Messaggi da portare a casa
- Nel rischio intermedio/sfavorevole, la nefrectomia palliativa primaria non ha mostrato un vantaggio rispetto alla terapia anti-VEGF primaria in termini di sopravvivenza globale. Se il rischio è favorevole, la nefrectomia citoriduttiva primaria rimane lo standard.
- Nella terapia di prima linea, sunitinib e pazopanib sono raccomandati per il rischio favorevole/intermedio, mentre temsirolimus può essere utilizzato per il rischio sfavorevole o l’istologia non cellulare.
- Nivolumab/ipilimumab può essere utilizzato se i costi sono approvati o nell’ambito dello studio SAKK 07/17 ed è ora approvato anche in Svizzera.
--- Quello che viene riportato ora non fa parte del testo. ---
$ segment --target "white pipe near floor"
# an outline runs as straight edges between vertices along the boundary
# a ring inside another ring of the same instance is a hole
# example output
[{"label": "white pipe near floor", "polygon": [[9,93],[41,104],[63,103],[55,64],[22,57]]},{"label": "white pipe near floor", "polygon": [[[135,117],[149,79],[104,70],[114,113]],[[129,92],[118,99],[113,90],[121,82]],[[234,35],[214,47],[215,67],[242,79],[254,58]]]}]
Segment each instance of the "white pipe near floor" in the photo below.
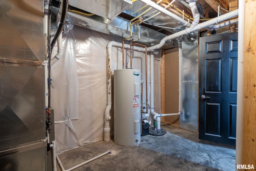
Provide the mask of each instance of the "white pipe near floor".
[{"label": "white pipe near floor", "polygon": [[[242,163],[243,149],[243,111],[244,108],[244,20],[245,2],[238,1],[238,51],[237,58],[237,94],[236,108],[236,165]],[[238,171],[236,167],[236,170]]]},{"label": "white pipe near floor", "polygon": [[52,142],[50,147],[52,148],[52,158],[53,158],[53,171],[57,171],[57,165],[56,164],[56,145],[55,141]]},{"label": "white pipe near floor", "polygon": [[59,158],[59,157],[58,155],[56,156],[56,158],[57,159],[57,160],[58,161],[58,162],[59,164],[59,165],[60,166],[60,169],[61,169],[61,170],[62,171],[71,171],[75,169],[77,169],[78,167],[80,167],[81,166],[85,165],[86,164],[90,163],[91,161],[92,161],[94,160],[96,160],[97,159],[98,159],[99,158],[105,155],[106,155],[108,154],[110,154],[111,153],[111,151],[106,151],[104,153],[103,153],[99,155],[98,155],[94,157],[93,157],[92,159],[91,159],[89,160],[85,161],[84,162],[83,162],[80,164],[79,164],[79,165],[76,165],[76,166],[75,166],[74,167],[72,167],[70,169],[67,169],[67,170],[65,170],[65,169],[64,168],[63,165],[61,163],[61,161],[60,161],[60,158]]},{"label": "white pipe near floor", "polygon": [[[188,33],[188,32],[194,32],[196,31],[198,31],[200,30],[202,28],[205,28],[208,27],[209,26],[212,25],[213,24],[218,24],[219,22],[222,22],[226,20],[229,19],[230,19],[232,17],[236,16],[238,15],[238,9],[236,10],[235,10],[232,11],[231,12],[229,12],[228,13],[226,13],[218,17],[216,17],[212,19],[209,20],[208,21],[206,21],[202,23],[200,23],[198,24],[196,26],[194,27],[194,28],[191,30],[190,29],[190,28],[188,28],[187,29],[180,31],[179,32],[177,32],[177,33],[174,33],[172,34],[171,34],[169,36],[168,36],[164,38],[163,38],[160,41],[160,43],[159,44],[157,45],[153,46],[150,46],[147,48],[147,50],[149,51],[153,51],[156,49],[159,49],[162,47],[162,46],[164,44],[165,42],[168,40],[172,39],[173,38],[174,38],[179,36],[183,36],[184,35]],[[110,41],[110,42],[107,46],[107,106],[106,107],[106,109],[105,109],[105,117],[107,117],[107,119],[105,120],[105,125],[107,127],[106,129],[106,132],[104,131],[104,139],[105,141],[109,141],[110,140],[110,137],[109,137],[108,135],[109,134],[108,133],[108,131],[110,132],[110,127],[109,127],[109,122],[108,122],[109,120],[109,117],[108,116],[110,116],[110,111],[111,109],[111,105],[112,105],[112,93],[111,93],[111,76],[112,76],[112,71],[111,71],[111,58],[112,58],[112,46],[115,46],[119,48],[122,48],[122,44],[121,43],[117,42],[114,41]],[[124,48],[126,49],[129,49],[130,48],[130,45],[128,44],[124,44]],[[144,48],[141,48],[141,47],[138,47],[137,46],[134,46],[133,47],[133,50],[134,50],[137,51],[138,52],[145,52],[145,49]],[[150,63],[152,64],[151,65],[153,65],[154,63],[154,57],[152,57],[153,58],[151,59],[151,62]],[[154,65],[153,66],[151,65],[151,82],[150,82],[150,87],[151,87],[151,100],[150,100],[150,112],[153,115],[155,115],[156,114],[158,114],[156,112],[155,112],[154,110]],[[180,111],[181,111],[181,110],[179,110]],[[180,112],[178,112],[178,113],[180,113]],[[111,117],[110,117],[111,118]],[[106,135],[106,136],[105,136]]]},{"label": "white pipe near floor", "polygon": [[178,41],[179,45],[179,109],[178,115],[180,115],[182,112],[182,85],[181,82],[181,70],[182,67],[182,50],[181,41]]},{"label": "white pipe near floor", "polygon": [[[151,82],[153,82],[152,84],[151,84],[151,88],[152,89],[151,92],[151,100],[152,105],[152,107],[150,107],[150,111],[151,114],[154,115],[154,120],[156,120],[157,126],[156,129],[158,130],[161,129],[160,123],[161,121],[160,117],[162,116],[175,116],[180,115],[182,113],[182,83],[181,82],[181,70],[182,67],[182,48],[181,46],[181,41],[178,40],[179,45],[179,111],[177,113],[167,113],[167,114],[158,114],[155,112],[154,109],[154,64],[151,65]],[[151,64],[152,64],[154,62],[154,56],[150,56],[151,61]]]},{"label": "white pipe near floor", "polygon": [[[130,45],[124,44],[124,48],[126,49],[130,49]],[[121,43],[114,41],[110,41],[107,45],[107,106],[104,113],[104,141],[106,142],[109,141],[110,140],[110,120],[111,119],[110,111],[112,105],[112,93],[111,92],[111,77],[112,76],[111,60],[112,59],[112,47],[115,46],[119,48],[122,47],[122,44]],[[138,52],[145,52],[145,48],[133,46],[134,50]]]}]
Cabozantinib, invece, non è ancora approvato per la prima linea.
- Il trattamento di seconda linea dipende da vari fattori individuali, nonché dalla risposta e dalle tossicità della terapia di prima linea.
- Adattare il regime di trattamento con sunitinib da “4 settimane di terapia/2 settimane di pausa (4/2)” a “2 settimane di terapia/1 settimana di pausa (2/1)” può aiutare a migliorare la tollerabilità senza perdita di efficacia del trattamento.